If you have two clusters and don't care about the ordering, it's easy to build a highly available architecture. Simply configure your clients with two producers and two consumers. The consumers will pull data from the two clusters, while the producers will write data to both clusters in a round-robin manner, isolating any failed cluster if necessary.
Two clusters with ordering
Latency ✅, Availability ✅, Ordering ✅, Consistency ❌
If you don't care about the order, you can optionally write the data to two clusters, and consumers will eventually fetch all the data. However, if order matters, you can't write data to both clusters simultaneously. Instead, you should follow a primary-secondary architecture and carefully switch the traffic.

When the primary cluster is unavailable, you can switch to the secondary cluster. Remember the sequence of operations:
Switch the producers to the secondary cluster.
Wait for the switch to complete and for all data to be consumed by the consumers.
Switch the consumers to the secondary cluster.
There are two main challenges:
Who is responsible for making the decision to switch, and by what criteria?
The secondary cluster is on standby and doesn't handle traffic under normal conditions. So, when a switch is needed, can we ensure that the cluster is ready and has sufficient capacity?
Two clusters with replication
Latency ✅, Availability ✅, Ordering ❌, Consistency ❌
We've proposed two solutions for failover using two clusters, with no replication involved. So far, we've only focused on availability. However, if we're concerned about the durability of the AutoMQ cluster, what if there's a bug in the storage layer that causes data loss? Yes, we know that S3 provides 11 nines of durability through erasure coding, but that doesn't account for potential bugs.

This is why some companies replicate data between clusters to enhance availability and durability. However, since replication occurs across two clusters, it is asynchronous. This means that if a disaster occurs and we switch to the new cluster, some data may be lost, resulting in an RPO that is not zero. Another issue is that clients must be able to tolerate a small number of duplicate messages (idempotency).
Additionally, there's a challenge: how can we switch back to the primary cluster after recovery?

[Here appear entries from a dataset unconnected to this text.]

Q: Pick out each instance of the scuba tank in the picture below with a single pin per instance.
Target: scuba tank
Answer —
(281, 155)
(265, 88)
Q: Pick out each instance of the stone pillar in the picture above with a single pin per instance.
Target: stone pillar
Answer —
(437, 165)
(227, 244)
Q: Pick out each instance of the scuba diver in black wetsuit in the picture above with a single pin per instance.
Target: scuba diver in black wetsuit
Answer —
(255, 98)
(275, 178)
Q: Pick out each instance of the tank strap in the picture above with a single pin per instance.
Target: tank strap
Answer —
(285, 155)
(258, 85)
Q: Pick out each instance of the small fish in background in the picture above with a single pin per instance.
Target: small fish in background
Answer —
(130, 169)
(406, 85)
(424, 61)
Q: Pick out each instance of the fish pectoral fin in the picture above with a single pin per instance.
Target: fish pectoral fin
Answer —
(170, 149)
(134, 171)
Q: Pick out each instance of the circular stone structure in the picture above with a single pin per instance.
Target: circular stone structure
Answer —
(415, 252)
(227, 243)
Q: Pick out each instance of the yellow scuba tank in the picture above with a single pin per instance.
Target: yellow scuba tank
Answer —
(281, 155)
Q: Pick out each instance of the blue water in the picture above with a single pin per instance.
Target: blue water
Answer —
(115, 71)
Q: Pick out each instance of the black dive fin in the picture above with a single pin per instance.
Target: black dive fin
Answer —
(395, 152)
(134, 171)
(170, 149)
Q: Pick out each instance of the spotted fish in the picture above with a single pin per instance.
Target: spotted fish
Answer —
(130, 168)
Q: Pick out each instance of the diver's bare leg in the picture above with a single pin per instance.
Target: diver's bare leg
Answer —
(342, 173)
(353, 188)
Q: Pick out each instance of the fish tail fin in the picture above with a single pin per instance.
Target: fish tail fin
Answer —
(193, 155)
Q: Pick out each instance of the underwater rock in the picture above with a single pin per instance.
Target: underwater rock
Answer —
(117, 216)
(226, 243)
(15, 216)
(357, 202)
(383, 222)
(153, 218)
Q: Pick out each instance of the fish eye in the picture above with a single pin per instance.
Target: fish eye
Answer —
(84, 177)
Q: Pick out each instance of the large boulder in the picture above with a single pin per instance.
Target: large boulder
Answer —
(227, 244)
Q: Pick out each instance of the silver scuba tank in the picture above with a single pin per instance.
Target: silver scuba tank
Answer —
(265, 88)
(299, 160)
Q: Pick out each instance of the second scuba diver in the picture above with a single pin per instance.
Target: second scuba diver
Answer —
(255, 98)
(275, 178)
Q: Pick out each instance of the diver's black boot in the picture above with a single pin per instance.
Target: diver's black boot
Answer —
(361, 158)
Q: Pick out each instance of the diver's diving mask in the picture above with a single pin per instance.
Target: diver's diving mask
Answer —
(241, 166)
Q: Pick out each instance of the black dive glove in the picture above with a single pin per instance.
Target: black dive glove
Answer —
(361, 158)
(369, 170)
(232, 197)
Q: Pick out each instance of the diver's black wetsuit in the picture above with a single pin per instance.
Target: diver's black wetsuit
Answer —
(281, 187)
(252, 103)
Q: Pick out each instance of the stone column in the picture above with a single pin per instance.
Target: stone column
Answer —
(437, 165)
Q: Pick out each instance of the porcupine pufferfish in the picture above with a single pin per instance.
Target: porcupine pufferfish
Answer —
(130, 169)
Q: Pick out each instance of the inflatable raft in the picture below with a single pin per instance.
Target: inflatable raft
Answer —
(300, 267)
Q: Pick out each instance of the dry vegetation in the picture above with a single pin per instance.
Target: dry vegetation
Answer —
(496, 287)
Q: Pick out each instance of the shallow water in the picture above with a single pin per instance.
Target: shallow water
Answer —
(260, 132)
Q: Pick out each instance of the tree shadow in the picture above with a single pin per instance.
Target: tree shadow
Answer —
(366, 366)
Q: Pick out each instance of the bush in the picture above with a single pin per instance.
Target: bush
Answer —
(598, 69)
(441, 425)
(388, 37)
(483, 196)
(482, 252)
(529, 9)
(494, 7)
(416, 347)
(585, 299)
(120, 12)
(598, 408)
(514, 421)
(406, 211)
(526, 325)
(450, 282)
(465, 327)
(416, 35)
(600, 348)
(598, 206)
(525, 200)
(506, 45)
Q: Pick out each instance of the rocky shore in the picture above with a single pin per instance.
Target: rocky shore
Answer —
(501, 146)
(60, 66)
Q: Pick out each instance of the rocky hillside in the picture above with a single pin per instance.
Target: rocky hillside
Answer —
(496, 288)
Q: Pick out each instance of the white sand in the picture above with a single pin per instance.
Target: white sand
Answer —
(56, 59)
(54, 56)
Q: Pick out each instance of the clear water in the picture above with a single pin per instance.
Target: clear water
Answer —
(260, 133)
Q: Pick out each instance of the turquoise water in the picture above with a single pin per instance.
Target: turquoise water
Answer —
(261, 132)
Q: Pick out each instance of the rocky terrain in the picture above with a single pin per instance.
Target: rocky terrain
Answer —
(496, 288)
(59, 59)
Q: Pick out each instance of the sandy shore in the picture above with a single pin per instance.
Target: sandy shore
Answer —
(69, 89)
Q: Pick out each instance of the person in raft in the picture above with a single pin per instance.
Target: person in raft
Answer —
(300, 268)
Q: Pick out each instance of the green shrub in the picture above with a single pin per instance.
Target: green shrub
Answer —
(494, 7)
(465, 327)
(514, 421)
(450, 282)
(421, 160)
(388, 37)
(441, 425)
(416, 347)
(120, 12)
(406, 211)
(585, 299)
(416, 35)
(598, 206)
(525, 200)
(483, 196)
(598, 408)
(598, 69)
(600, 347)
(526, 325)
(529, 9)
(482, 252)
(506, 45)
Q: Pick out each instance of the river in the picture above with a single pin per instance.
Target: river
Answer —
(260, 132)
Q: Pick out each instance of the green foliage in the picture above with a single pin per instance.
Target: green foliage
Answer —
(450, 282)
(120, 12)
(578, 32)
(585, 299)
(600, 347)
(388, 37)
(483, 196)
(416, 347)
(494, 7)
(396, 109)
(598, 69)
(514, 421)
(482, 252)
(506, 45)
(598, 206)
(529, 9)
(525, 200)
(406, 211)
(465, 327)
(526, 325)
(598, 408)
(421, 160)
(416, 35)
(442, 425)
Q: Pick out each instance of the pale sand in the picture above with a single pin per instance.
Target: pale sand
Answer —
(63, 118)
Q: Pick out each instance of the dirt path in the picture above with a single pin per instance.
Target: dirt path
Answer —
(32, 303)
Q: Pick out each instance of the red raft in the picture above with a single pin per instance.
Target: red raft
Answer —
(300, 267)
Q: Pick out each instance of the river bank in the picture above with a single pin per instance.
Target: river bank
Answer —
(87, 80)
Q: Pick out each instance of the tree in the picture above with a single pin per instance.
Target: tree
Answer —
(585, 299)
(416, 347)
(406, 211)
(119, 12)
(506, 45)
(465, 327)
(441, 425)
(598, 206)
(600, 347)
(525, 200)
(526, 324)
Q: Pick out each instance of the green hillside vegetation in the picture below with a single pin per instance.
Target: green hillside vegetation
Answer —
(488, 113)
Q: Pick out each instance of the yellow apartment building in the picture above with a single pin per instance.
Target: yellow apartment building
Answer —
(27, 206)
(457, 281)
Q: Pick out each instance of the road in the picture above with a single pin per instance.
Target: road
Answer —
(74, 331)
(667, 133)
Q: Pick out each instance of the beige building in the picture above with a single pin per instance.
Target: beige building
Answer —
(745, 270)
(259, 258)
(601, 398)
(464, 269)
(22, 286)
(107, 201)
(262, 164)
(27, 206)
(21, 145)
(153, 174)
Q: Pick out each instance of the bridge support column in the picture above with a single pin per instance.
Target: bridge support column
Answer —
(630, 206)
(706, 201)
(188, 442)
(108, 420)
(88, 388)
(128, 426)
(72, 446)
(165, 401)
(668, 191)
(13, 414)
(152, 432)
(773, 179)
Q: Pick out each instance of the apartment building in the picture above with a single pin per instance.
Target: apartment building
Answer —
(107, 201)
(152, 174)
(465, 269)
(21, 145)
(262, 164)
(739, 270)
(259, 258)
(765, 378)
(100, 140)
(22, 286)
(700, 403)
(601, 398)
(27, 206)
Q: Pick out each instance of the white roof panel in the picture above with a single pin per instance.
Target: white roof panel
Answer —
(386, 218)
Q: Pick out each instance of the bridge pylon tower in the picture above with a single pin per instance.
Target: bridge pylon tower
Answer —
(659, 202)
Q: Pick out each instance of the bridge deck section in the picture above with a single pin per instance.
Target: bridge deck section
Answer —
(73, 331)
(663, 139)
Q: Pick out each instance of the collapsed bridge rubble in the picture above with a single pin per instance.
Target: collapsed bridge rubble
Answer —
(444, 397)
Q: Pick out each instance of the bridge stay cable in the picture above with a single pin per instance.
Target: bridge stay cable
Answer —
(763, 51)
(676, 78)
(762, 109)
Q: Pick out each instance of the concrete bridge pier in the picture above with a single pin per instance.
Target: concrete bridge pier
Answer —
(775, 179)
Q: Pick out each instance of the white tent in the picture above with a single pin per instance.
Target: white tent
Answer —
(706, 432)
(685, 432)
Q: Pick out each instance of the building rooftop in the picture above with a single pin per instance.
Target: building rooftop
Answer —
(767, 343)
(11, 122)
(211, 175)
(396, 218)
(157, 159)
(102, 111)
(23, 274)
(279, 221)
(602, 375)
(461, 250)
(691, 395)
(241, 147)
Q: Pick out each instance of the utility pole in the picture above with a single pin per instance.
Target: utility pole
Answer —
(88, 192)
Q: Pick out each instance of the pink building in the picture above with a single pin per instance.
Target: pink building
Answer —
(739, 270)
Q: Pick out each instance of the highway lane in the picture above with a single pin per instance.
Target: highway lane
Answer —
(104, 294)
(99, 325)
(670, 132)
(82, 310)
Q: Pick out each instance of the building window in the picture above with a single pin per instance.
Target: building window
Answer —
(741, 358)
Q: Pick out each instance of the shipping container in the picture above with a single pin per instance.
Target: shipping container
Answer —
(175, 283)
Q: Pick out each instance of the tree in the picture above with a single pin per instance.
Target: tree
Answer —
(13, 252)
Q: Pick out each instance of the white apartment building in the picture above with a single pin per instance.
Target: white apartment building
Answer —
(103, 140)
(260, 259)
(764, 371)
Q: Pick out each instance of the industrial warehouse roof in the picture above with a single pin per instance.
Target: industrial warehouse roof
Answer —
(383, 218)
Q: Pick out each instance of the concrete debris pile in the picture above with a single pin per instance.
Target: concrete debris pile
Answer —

Two clusters with bidirectional replication
It's very complex, and the resource naming conflict should be handled by the business application. You can contact us for more details: https://www.automq.com/contact
Is there a one-size-fits-all solution?
Can we use two clusters to ensure latency, availability, ordering, and consistency together? I don't think so. Consistency is the challenge here. Essentially, we need a single Raft or Paxos controller to achieve consensus. But if we use a Paxos controller to combine two clusters, I believe they would ultimately merge into one cluster again.
If you opt for failover support between two Kafka clusters, AutoMQ is your best choice. It is highly scalable, allowing you to maintain a small, cost-effective standby AutoMQ cluster for recovery. In the event your primary cluster goes down, you can quickly scale out your secondary AutoMQ cluster within a minute to handle your traffic seamlessly.
Conclusion
This article has examined various client-side strategies for enhancing the reliability and resilience of Kafka applications in the face of underlying service failures. Each strategy involves trade-offs between latency, availability, ordering, and consistency, emphasizing the need for SLA-driven design tailored to specific business requirements. While single-cluster strategies like adaptive partitioning and backpressure offer balanced trade-offs, multi-cluster approaches provide higher availability but often sacrifice consistency.
In summary, achieving a perfect solution that satisfies all dimensions is challenging, but vendors like AutoMQ(https://github.com/AutoMQ/automq) offer scalable and efficient failover support. By carefully selecting and combining these strategies, organizations can significantly improve the reliability of their Kafka applications, ensuring they meet the unique needs of their data architecture.